Beryl Crockford (formerly Mitchell; née Martin; 26 June 1950 – 11 September 2016) was a world-champion and Olympic rower who represented Great Britain from 1975 to 1986. In 1985 she married Duncan Crockford and competed as Beryl Crockford afterwards, previously she had competed under her divorced name of Beryl Mitchell.

==Representative rowing career==
She was part of the coxed four at the 1975 World Rowing Championships in Nottingham, the crew finished 9th overall after a third-place finish in the B final. In the 1976 Olympics she rowed with Lin Clark in the women's coxless pairs and in 1977 she was part of the coxless pair that finished 10th overall and fourth in the B final at the 1977 World Rowing Championships in Amsterdam.
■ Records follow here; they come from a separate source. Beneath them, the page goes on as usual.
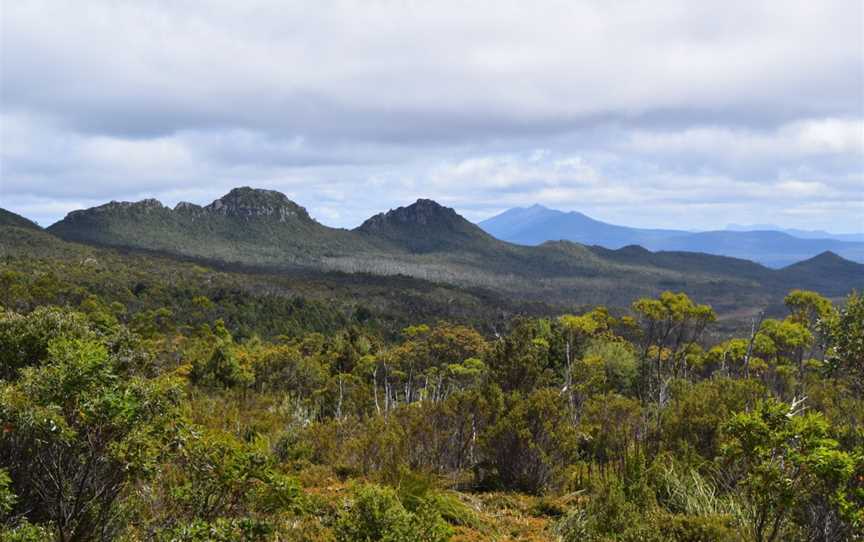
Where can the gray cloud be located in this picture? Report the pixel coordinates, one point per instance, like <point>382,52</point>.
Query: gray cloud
<point>647,114</point>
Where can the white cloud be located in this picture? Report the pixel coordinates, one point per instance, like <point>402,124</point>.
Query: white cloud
<point>658,113</point>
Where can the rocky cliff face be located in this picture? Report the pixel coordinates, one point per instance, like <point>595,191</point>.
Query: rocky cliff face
<point>424,212</point>
<point>426,226</point>
<point>249,203</point>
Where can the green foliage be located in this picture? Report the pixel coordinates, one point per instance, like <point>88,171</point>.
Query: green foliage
<point>531,442</point>
<point>377,515</point>
<point>787,460</point>
<point>169,401</point>
<point>77,435</point>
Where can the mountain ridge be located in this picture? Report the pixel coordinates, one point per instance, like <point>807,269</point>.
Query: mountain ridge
<point>432,242</point>
<point>536,224</point>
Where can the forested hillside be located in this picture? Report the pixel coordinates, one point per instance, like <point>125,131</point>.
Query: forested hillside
<point>537,224</point>
<point>144,397</point>
<point>264,230</point>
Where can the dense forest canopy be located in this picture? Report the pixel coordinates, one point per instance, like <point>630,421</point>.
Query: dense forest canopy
<point>143,398</point>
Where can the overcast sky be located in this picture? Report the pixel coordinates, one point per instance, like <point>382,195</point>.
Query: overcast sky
<point>667,113</point>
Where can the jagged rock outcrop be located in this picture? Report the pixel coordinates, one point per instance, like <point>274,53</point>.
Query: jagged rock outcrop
<point>250,203</point>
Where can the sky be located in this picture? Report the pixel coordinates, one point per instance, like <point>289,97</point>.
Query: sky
<point>681,114</point>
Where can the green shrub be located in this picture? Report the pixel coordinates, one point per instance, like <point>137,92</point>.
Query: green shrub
<point>377,515</point>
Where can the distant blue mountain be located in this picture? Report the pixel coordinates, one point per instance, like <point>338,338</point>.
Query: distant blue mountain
<point>537,224</point>
<point>801,234</point>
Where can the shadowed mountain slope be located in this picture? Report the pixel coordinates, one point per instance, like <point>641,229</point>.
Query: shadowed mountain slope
<point>265,230</point>
<point>8,218</point>
<point>537,224</point>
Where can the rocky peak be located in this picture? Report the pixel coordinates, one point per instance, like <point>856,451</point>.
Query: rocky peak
<point>423,212</point>
<point>186,207</point>
<point>249,203</point>
<point>122,207</point>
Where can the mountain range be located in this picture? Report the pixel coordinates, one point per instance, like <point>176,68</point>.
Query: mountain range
<point>264,230</point>
<point>537,224</point>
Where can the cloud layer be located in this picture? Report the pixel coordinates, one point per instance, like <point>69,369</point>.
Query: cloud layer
<point>668,113</point>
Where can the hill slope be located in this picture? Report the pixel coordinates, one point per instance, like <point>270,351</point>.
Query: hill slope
<point>537,224</point>
<point>265,230</point>
<point>8,218</point>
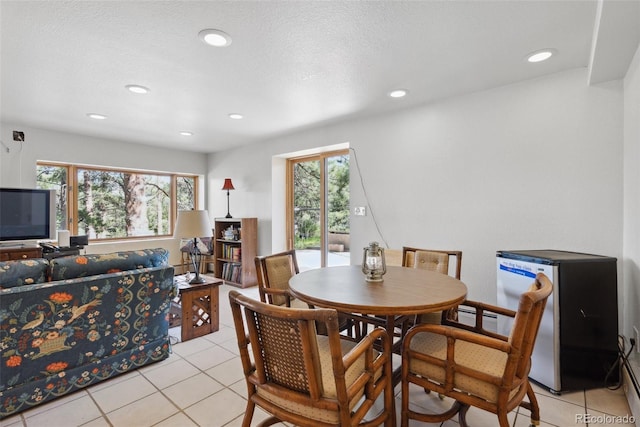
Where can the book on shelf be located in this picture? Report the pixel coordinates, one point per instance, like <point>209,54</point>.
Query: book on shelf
<point>232,271</point>
<point>232,252</point>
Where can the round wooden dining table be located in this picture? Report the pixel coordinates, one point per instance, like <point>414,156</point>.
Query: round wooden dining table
<point>403,291</point>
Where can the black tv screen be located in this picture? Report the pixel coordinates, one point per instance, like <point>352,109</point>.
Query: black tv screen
<point>26,214</point>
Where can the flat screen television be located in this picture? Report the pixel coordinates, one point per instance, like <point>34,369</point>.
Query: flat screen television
<point>27,214</point>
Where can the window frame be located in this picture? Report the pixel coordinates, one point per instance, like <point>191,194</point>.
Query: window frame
<point>72,199</point>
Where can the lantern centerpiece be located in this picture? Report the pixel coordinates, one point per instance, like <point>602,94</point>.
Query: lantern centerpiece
<point>373,262</point>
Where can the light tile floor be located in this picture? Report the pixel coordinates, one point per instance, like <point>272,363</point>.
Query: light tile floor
<point>201,384</point>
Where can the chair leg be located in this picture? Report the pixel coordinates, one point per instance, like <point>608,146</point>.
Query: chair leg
<point>248,414</point>
<point>532,405</point>
<point>462,415</point>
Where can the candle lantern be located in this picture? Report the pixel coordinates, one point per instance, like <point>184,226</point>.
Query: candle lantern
<point>373,263</point>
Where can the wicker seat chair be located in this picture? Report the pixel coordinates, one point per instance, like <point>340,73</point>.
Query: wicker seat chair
<point>307,379</point>
<point>473,366</point>
<point>274,272</point>
<point>433,260</point>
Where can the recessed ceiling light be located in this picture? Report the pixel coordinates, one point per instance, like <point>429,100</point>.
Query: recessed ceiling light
<point>540,55</point>
<point>96,116</point>
<point>137,89</point>
<point>215,38</point>
<point>398,93</point>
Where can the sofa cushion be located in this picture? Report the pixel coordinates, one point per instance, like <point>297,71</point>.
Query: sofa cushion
<point>23,272</point>
<point>90,265</point>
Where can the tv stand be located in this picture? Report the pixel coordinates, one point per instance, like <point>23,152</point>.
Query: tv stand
<point>69,251</point>
<point>17,252</point>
At the 1980 Olympics and the 1984 Olympics she rowed in the women's single sculls. Her silver medal in women's single sculls in the 1981 World Rowing Championships was the first medal achieved by a British woman at a World Rowing Championships, and her win with Lin Clark in the women's lightweight double sculls at the 1985 World Rowing Championships was the first gold medal for a British women's crew at any championships. She represented England in the lightweight single sculls, at the 1986 Commonwealth Games in Edinburgh, Scotland. She represented Great Britain at three Olympic Games and eight World Championships in total.

==Club rowing==
As Beryl Martin she won the coxed fours with Janis Long, Ann Shackell, Margaret Goodsman and Di Ellis, rowing for the St George's Ladies crew, at the inaugural 1972 National Rowing Championships. She won the coxed fours at the 1975 National Championships and the while rowing for the St George's Ladies Rowing Club she won the coxless pairs with Lin Clark, at the 1977 National Rowing Championships.
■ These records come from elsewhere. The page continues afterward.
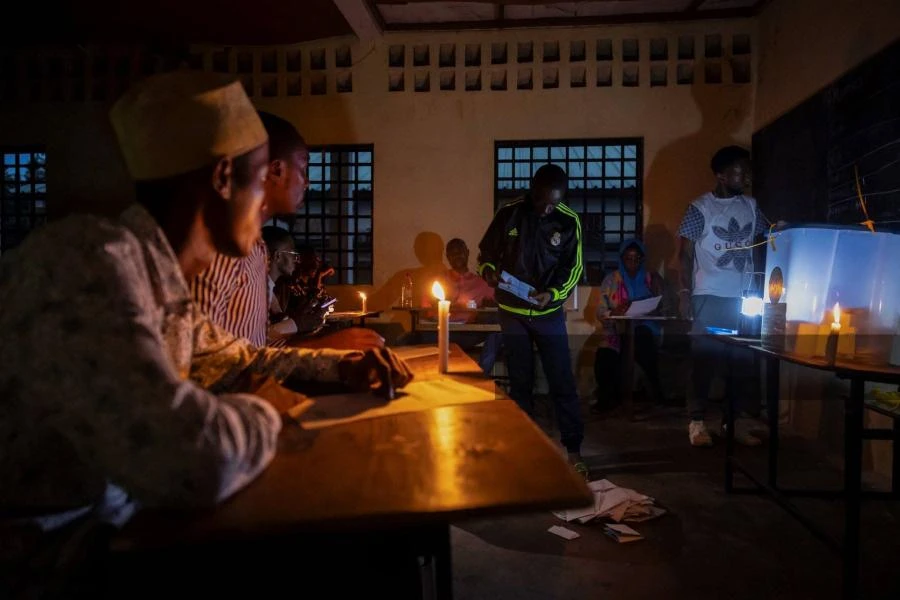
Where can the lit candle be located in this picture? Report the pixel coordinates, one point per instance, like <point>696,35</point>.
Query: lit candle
<point>831,344</point>
<point>443,328</point>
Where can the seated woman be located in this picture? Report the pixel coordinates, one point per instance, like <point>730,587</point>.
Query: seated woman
<point>619,289</point>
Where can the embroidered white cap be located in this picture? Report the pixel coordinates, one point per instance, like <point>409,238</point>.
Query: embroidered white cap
<point>177,122</point>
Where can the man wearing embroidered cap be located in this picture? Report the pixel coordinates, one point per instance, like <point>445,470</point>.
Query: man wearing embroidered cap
<point>106,363</point>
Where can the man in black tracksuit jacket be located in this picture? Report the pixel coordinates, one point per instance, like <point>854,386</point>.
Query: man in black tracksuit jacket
<point>537,239</point>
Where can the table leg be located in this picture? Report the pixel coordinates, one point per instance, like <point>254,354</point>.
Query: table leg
<point>729,427</point>
<point>773,387</point>
<point>627,351</point>
<point>895,470</point>
<point>443,565</point>
<point>853,425</point>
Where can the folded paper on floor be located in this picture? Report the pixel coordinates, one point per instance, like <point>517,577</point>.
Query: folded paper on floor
<point>615,503</point>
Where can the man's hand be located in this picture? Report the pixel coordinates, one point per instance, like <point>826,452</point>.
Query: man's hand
<point>620,310</point>
<point>490,277</point>
<point>352,338</point>
<point>379,370</point>
<point>285,401</point>
<point>542,298</point>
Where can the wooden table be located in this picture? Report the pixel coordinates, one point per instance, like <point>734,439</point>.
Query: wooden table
<point>349,316</point>
<point>854,433</point>
<point>423,469</point>
<point>627,352</point>
<point>415,314</point>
At the 1978 National Championships when rowing for the Thames Tradesmen's Rowing Club she won the coxless pairs title with Clark and one year later at the 1979 National Championships she was part of the composite crew that won the quadruple sculls. She was the single sculls champion, at the 1981 National Rowing Championships and the 1982 National Rowing Championships Also in 1982, when women's invitational events were introduced to Henley Royal Regatta, Mitchell won the inaugural single sculls.
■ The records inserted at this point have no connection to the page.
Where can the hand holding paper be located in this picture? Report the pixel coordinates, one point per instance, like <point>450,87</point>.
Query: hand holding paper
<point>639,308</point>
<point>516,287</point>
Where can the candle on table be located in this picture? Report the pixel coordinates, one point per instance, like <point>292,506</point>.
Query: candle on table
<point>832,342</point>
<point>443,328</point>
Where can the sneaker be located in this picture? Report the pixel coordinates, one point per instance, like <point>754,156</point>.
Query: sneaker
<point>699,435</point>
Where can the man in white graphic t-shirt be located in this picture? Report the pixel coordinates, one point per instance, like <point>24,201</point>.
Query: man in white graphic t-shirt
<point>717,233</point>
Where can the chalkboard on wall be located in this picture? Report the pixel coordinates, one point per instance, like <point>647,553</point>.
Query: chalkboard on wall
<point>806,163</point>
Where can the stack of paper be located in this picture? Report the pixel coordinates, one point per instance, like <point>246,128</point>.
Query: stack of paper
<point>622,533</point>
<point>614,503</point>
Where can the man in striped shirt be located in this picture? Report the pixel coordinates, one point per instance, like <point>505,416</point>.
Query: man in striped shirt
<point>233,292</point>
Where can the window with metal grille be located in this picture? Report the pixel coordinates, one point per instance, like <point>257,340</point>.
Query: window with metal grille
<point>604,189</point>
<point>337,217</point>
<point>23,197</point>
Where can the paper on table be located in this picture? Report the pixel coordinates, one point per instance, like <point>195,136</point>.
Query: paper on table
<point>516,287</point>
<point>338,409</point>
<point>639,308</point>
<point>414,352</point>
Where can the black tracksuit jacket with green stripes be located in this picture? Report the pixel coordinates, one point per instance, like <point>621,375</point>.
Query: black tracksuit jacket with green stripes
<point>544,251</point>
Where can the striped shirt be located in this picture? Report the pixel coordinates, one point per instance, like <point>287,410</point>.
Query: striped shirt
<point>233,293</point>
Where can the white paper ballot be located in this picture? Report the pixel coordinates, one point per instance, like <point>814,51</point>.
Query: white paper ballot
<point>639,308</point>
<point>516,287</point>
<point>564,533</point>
A third consecutive single sculls title was won at the 1983 National Rowing Championships. She was part of the double sculls crew with Lin Clark that won the national title in a dead-heat with Bradford Amateur Rowing Club, rowing for Sons of the Thames, at the 1985 National Championships. The race was the first dead heat for winners since the start of the Championships.

==Teaching and coaching==
Crockford trained as a dance teacher at Chelsea College of Physical Education Eastbourne before turning to physical education, teaching and college lecturing even during her competitive career. She was the first female member nominated for membership of Leander Club when the club voted in April 1997 to admit women members (after 179 years a male-only club). In the 1990s she coached Lady Eleanor Holles School to be the most successful junior women's rowing club in the country, and in 2013 she was reported to be coaching the Ancient Mariners squad, a masters crew who row from the Drummoyne Rowing Club in Sydney. For a number of years before her death she was the head coach of rowing at Sydney Boys High School and coached the school's 1st VIII.

==Death==
On 11 September 2016, Crockford succumbed to injuries she sustained after crashing into a parked car whilst cycling in the precinct of Sydney Olympic Park.